David Verrasztó Becomes The First Sub-4:10 Thirtysomething 400IMer In History – On 4:09.57 At Sette Colli

2021-06-26 Reading Time: 3 minutes
David Verraszto, of Hungary, celebrates his second world-titles silver at home in Budapest in 2017 - by Patrick B. Kraemer

David Verrasztó clocked 4:09.57 in the 400m medley on the second day of action at the Sette Colli International in Rome, making him the only Thirtysomething ever to race inside 4:10.

Among several sharp warm-up efforts on the way to the Tokyo Olympics, Verrasztó clocked 4:12.15 at the European Championships at home in Budapest last month, his latest effort marking the fourth time he has swum inside 4:10.

The son of 1978 200m backstroke World champion Zoltan Verrasztó, David, who will turn 33 in August, is the only Thirysomething in history ever to race inside 4:10. He has a career high of 4:07.47, set at the same Seven Hills meet back in 2017 on his way to claiming silver at the World titles that year in 4:08.38, two years after silver at the 2015 global gathering.

Verrasztó becomes the oldest swimmer ever to swim inside 4:10 in a season that has seen Leon Marchand, another with a high-achieving dad in swimming, Xavier Marchand, the 200IM Worlds silver medallist at Perth 1998 (Leon’s mum Celine Bonnet also an Olympian swimmer in her day), become the latest teenage member of the sub-4:10 club. Marchand junior also raced on to the wing of Franck Esposito in the 200m ‘fly last week and took down the French 200IM record.

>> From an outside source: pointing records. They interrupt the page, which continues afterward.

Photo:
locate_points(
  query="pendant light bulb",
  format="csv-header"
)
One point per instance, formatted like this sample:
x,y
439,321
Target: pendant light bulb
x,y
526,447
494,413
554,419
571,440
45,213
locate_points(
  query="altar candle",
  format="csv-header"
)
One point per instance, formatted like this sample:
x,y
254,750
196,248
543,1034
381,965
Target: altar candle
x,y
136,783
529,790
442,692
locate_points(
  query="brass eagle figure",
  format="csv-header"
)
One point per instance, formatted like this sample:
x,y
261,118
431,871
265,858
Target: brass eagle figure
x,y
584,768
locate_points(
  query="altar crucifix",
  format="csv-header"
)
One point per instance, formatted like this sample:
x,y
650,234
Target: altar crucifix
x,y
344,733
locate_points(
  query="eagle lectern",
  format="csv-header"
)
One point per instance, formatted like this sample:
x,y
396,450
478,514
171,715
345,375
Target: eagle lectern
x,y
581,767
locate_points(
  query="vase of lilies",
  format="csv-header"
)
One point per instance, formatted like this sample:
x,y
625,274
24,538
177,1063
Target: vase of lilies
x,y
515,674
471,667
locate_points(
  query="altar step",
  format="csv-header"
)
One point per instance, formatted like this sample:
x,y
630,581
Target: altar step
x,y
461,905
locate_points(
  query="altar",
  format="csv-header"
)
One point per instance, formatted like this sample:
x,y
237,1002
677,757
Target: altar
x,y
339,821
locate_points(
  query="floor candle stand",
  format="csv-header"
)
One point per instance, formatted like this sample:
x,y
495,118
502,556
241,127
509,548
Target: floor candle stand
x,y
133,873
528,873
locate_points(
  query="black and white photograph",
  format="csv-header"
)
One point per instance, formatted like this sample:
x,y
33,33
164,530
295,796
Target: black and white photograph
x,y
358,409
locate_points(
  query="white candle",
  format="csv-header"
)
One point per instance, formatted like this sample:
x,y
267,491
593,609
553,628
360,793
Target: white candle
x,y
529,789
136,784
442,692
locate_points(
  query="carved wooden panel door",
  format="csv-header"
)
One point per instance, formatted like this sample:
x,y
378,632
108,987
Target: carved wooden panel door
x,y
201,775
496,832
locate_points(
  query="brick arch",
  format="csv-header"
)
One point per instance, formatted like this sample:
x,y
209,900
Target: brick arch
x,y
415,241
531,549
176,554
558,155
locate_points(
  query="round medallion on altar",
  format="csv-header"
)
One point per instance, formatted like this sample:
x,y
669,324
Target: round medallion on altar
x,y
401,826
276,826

David Verrasztó – by Patrick B. Kraemer

The 2021 sub-4:10 club:

  • 4:09.02 JPNNAT21 Seto, Daiya, JPN
  • 4:09.09 USAOLY21 Kalisz, Chase, USA
  • 4:09.57 ITA7CL21 Verrasztó, David, HUN
  • 4:09.65 FRAOLY21 Marchand, Leon, FRA
  • 4:09.87 NZLNAT21 Clareburt, Lewis, NZL

Verrasztó was followed home by Germany’s Jacob Heidtmann in 4:13.50, the Hungarian joined in the club of speedy warm-ups by Olympic teammate Kristóf Milak, on 1:53.18 at the helm of the 200m butterfly. Three 1:55s came next: 1:55.36 from Leo de Deus, Brazil, 1:55.72 from Federico Burdisso, of Italy, and 1:55.95 from 2012 Olympic champion Chad Le Clos, of South Africa.

A 57.65 placed Sarah Sjostrom at the helm of her first international 100m butterfly since she cracked her elbow in a fall Eoin the ice back in winter. Italians Elena Di Liddo and Ilaria Bianchi followed her home in 57.93 and 57.95 respectively.

Sjostrom was back for na second test later in the session, a 53.47 from the World record holder in the 100m freestyle, placing her between Dutch challengers Femke Heemskerk, on 53.03 a few weeks after lifting the European crown in 53.05, and 2012 Olympic champion Ranomi Kromowidjojo, on 53.55, World 200 champion Federica Pellegrini raising a cheer from the home crowd on 53.71 as she tested her speed for the 200m battle ahead in Tokyo.

Kira Toussaint, courtesy of DeepBlueMedia

A 59.23 was good for victory in the 100m backstroke for Kira Toussaint, who was deprived of the European silver medal or any medal at all at European Championships last month when she became a victim of technical failures that led to the final of the 100m being re-run in a timeframe that did not favour pure sprinters. In Rome, a 59.62 granted Sweden’s Michelle Coleman second place as the only other inside the minute.

In third place, Ingeborg Loeyning set a Norwegian record of 1:00.00, the first sub-minute among Norwegian women a frustrating 0.01sec away but surely now on the way any time soon, the Tokyo Olympic cut having been cracked.

In the 400m medley, Olympic champion Katinka Hosszu clocked 4:36.31 to keep at bay a 4:37.90 from Sara Franceschi, and efforts of 4:39.37 and 4:39.70 from Spain’s Mireia Belmonte and Italy’s Ilaria Cusinato.

The men’s 100m freestyle confirmed Italy as a fighting force for the 4x100m free in Tokyo, Thomas Ceccon on a meet mark of 48.14 a touch ahead of a 48.16 from European silver medallist Alessandro Miressi, a strong of 47s in the bag this season. Next home: a 48.49 from Santo Condorelli, the former Canadian international now racing as an Italian, and a 48.54 from Italy’s Manuel Frigo.